The cutoff frequencies \( \omega_{c1} \) and \( \omega_{c2} \) are the two solutions given
\( \omega_{c1} = \dfrac {- R C + \sqrt{ (R C)^2 + 4 L C }}{ 2 L C } \)
\( \omega_{c2} = \dfrac {R C + \sqrt{ (R C)^2 + 4 L C}}{ 2 L C } \)
We already found the the resonant frequency \( \omega_r = \dfrac{1}{\sqrt{LC}} \)
Use simple algebra to rewrite \( \omega_{c1} \) and \( \omega_{c1} \) in terms of \( \omega_r \)
\[ \omega_{c1} = - \dfrac{R}{2 L} + \sqrt{ \left(\dfrac{R}{2 L}\right)^2 + \omega_r^2} \quad \quad (V) \]
\[ \omega_{c2} = \dfrac{R}{2 L} + \sqrt{ \left(\dfrac{R}{2 L}\right)^2 + \omega_r^2} \quad \quad (VI) \]
Note that
\[ \omega_{c1} \times \omega_{c2} = \omega_r^2 \quad \quad (VII) \]
The bandwidth of the resonant circuit is defined by: \( \Delta \omega = \omega_{c2} - \omega_{c1} \)
The quality factor \( Q \) is defined by
\( Q = \dfrac{\omega_r}{\Delta \omega} \)
Substitute
\( Q = \dfrac {\omega_r} { \left(\dfrac{R}{2 L} + \sqrt{ \left(\dfrac{R}{2 L}\right)^2 + \omega_r^2} - \left(-\dfrac{R}{2 L} + \sqrt{ \left(\dfrac{R}{2 L}\right)^2 + \omega_r^2} \right) \right)} \)
Simplify
\[ Q = \omega_r \dfrac{L}{R} \quad \quad (VIII) \]
Example 3
A series RLC resonant circuit is to designed so that its has the frequencies \( f_{c_1} = 650 \) Hertz and \( f_{c_2} = 950 \) Hertz as lower and upper cutoff frequencies.

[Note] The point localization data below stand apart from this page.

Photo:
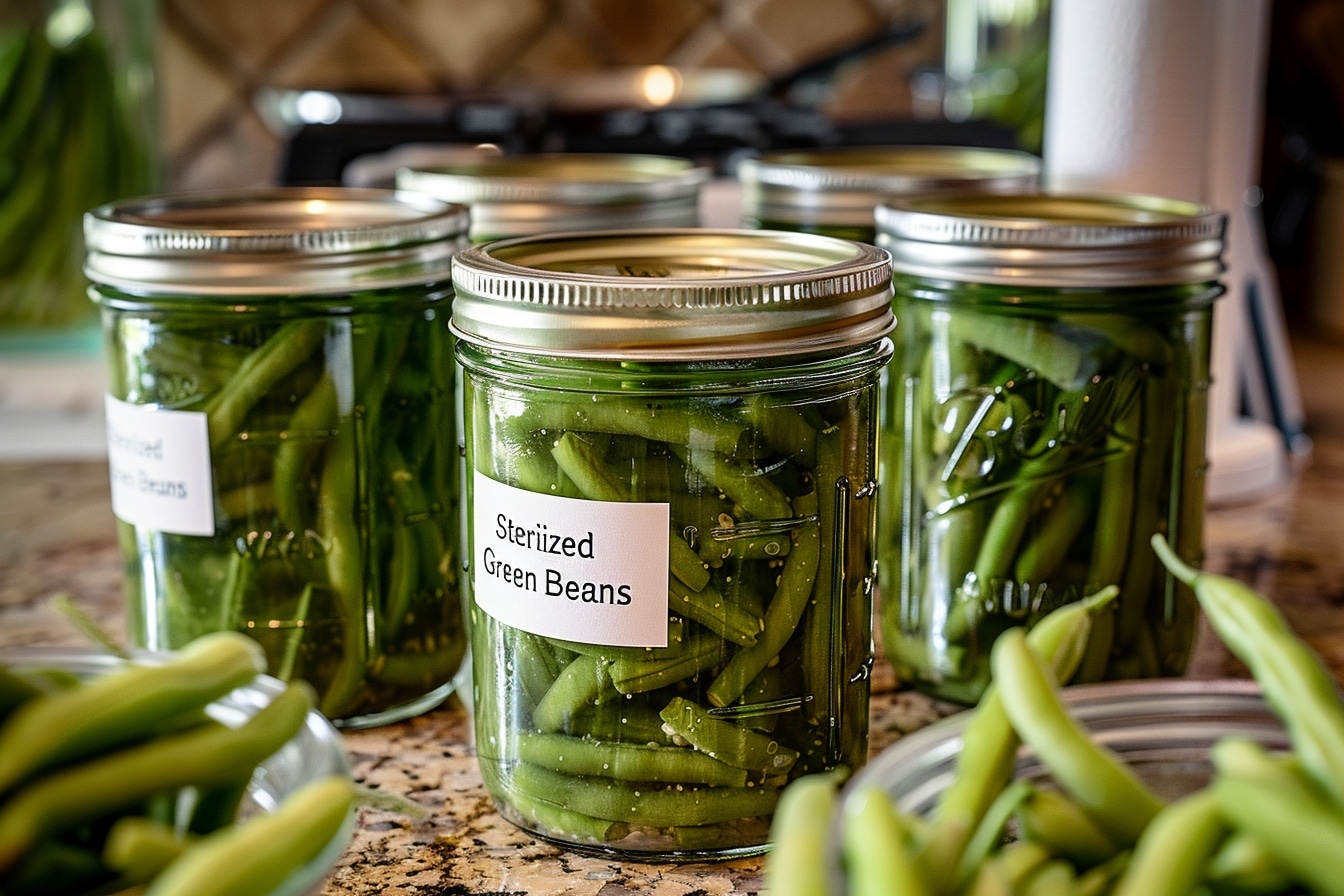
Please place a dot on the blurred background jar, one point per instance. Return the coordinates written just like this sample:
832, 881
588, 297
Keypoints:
78, 126
547, 192
1046, 415
836, 191
281, 438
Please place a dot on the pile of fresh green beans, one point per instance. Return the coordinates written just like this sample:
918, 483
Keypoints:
1031, 452
683, 748
335, 488
125, 781
71, 137
1265, 824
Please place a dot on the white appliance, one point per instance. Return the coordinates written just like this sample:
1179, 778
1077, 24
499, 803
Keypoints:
1167, 97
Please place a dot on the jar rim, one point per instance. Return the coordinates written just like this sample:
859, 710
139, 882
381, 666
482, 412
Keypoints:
586, 179
1054, 238
272, 241
688, 293
843, 186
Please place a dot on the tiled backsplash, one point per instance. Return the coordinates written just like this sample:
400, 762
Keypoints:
214, 55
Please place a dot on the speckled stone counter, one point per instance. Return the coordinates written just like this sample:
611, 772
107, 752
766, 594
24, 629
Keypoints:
57, 536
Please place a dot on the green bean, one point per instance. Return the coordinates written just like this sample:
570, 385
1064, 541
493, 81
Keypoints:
878, 860
1300, 826
1172, 852
989, 747
1101, 879
636, 724
1100, 782
210, 755
114, 711
578, 461
727, 742
139, 849
1294, 680
1031, 343
730, 621
641, 676
299, 450
258, 855
799, 832
583, 683
679, 641
338, 521
1243, 865
989, 832
1054, 535
671, 425
1066, 830
782, 615
628, 762
258, 374
758, 496
1053, 879
14, 691
54, 867
648, 805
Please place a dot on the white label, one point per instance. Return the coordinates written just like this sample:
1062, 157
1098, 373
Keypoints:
592, 571
160, 468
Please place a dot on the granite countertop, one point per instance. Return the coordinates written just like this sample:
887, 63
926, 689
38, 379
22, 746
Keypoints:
57, 536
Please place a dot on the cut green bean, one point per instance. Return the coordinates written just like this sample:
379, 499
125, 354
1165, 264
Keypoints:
1096, 779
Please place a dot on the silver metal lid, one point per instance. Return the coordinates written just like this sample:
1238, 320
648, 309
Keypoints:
284, 241
544, 192
842, 187
674, 294
1054, 239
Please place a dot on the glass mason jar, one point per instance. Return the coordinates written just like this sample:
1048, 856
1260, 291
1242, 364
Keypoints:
549, 192
836, 191
281, 433
1044, 417
671, 441
77, 129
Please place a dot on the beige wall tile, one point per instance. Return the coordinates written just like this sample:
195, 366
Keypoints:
243, 155
788, 32
352, 51
245, 34
475, 40
192, 93
641, 32
558, 50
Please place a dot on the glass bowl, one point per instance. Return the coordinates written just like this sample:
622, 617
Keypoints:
1163, 728
313, 752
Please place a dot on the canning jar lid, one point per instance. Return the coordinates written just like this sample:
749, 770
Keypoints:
280, 241
520, 195
684, 293
843, 186
1054, 239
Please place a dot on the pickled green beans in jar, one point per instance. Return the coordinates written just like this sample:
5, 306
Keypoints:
281, 433
671, 441
1044, 417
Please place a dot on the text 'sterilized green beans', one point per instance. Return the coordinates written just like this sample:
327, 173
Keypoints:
655, 806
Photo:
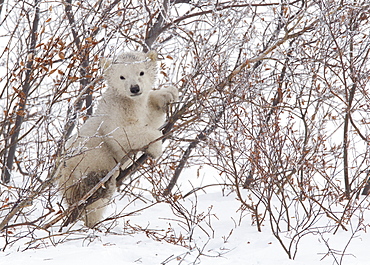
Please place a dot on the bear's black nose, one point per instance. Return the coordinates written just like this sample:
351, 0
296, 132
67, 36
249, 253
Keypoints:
135, 89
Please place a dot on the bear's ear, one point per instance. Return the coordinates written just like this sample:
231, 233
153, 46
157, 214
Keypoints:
153, 55
105, 63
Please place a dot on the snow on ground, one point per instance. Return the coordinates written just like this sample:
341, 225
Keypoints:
221, 240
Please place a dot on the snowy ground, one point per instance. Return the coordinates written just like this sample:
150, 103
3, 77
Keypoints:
221, 240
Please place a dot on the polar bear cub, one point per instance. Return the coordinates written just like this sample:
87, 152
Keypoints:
127, 118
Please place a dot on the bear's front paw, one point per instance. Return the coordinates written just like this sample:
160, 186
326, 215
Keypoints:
155, 149
171, 93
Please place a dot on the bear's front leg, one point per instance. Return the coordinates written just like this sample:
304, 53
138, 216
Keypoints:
159, 99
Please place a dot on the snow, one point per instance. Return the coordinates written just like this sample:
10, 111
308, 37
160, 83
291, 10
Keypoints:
225, 236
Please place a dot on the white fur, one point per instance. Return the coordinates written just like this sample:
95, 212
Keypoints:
126, 119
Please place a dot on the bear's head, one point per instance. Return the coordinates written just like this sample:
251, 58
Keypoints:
131, 74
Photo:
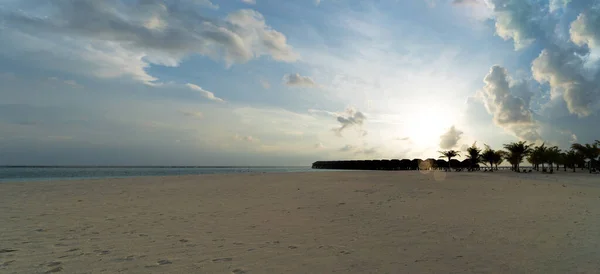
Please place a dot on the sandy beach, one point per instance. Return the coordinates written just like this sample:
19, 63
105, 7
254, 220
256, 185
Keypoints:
322, 222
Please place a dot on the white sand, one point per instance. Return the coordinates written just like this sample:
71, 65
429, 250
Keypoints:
343, 222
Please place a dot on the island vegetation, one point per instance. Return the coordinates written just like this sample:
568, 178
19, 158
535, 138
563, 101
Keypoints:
543, 158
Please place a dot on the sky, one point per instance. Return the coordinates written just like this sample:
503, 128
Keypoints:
271, 82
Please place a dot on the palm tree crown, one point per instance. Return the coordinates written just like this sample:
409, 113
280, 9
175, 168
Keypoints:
516, 152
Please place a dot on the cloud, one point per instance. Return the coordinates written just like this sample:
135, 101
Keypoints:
208, 4
72, 83
350, 118
297, 80
323, 112
518, 20
119, 39
567, 74
358, 150
466, 2
205, 93
450, 139
194, 114
508, 110
585, 30
247, 138
265, 84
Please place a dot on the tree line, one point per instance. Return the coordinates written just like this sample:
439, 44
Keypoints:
541, 157
584, 156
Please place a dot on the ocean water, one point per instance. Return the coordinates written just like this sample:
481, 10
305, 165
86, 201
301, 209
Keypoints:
8, 174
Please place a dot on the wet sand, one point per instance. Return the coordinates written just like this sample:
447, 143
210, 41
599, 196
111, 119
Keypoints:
323, 222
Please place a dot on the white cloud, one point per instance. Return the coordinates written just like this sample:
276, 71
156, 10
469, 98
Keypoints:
114, 39
350, 118
586, 29
450, 139
567, 74
467, 2
297, 80
265, 84
205, 93
508, 110
517, 20
246, 138
208, 3
194, 114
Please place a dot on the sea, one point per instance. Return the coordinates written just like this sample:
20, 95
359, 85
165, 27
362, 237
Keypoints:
11, 174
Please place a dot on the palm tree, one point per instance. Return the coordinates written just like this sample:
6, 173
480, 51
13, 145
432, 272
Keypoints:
552, 156
516, 152
562, 160
536, 157
474, 155
499, 156
571, 159
449, 154
588, 152
489, 156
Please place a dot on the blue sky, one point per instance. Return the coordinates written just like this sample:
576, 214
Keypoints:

a) Calculate the capacitance of the capacitor \( C \) and the inductance of the inductor \( L \) if the resistance of the resistor \( R \) is equal to \( 30 \Omega \).
b) What is the quality factor of the circuit?
Solution to Example 3
a)
Calculate the angular frequencies.
\( \omega_{c_1} = 2 \pi f_{c_1} = 1300 \pi \) rad/s
\( \omega_{c_2} = 2 \pi f_{c_1} = 1900 \pi \) rad/s
Use the formula (VII) developed above
\( \omega_{c_1} \times \omega_{c_2} = \omega_{r}^2 \) to calculate he resonant frequency \( \omega_{r} \) of the circuit.
\( \omega_{r} = \sqrt {\omega_{c_1} \times \omega_{c_2}} = \sqrt {1300 \pi \times 1900 \pi } = 100 \sqrt{247} \pi = 4937.400 \) rad/s
\( \omega_{c_2} - \omega_{c_1} = \dfrac{R}{L} \)
Hence
\( L = \dfrac{R } {\omega_{c_2} - \omega_{c_1}} = \dfrac{30} {1900 \pi - 1300 \pi } = 0.01591 \) H
\( \omega_{r} = \dfrac{1}{\sqrt {L C} } \)
Hence
\( C = \dfrac{1}{\omega_{r}^2 L} = \dfrac{1}{(100 \sqrt{247} \pi)^2 \times 0.01591} = 2.5783 \times 10^{-6} \) F
b)
The quality factor is given by
\( Q = \dfrac{\omega_{r}}{\omega_{c_2} - \omega_{c_1}} = \dfrac{100 \sqrt{247} \pi}{1900 \pi - 1300 \pi } = 2.62\)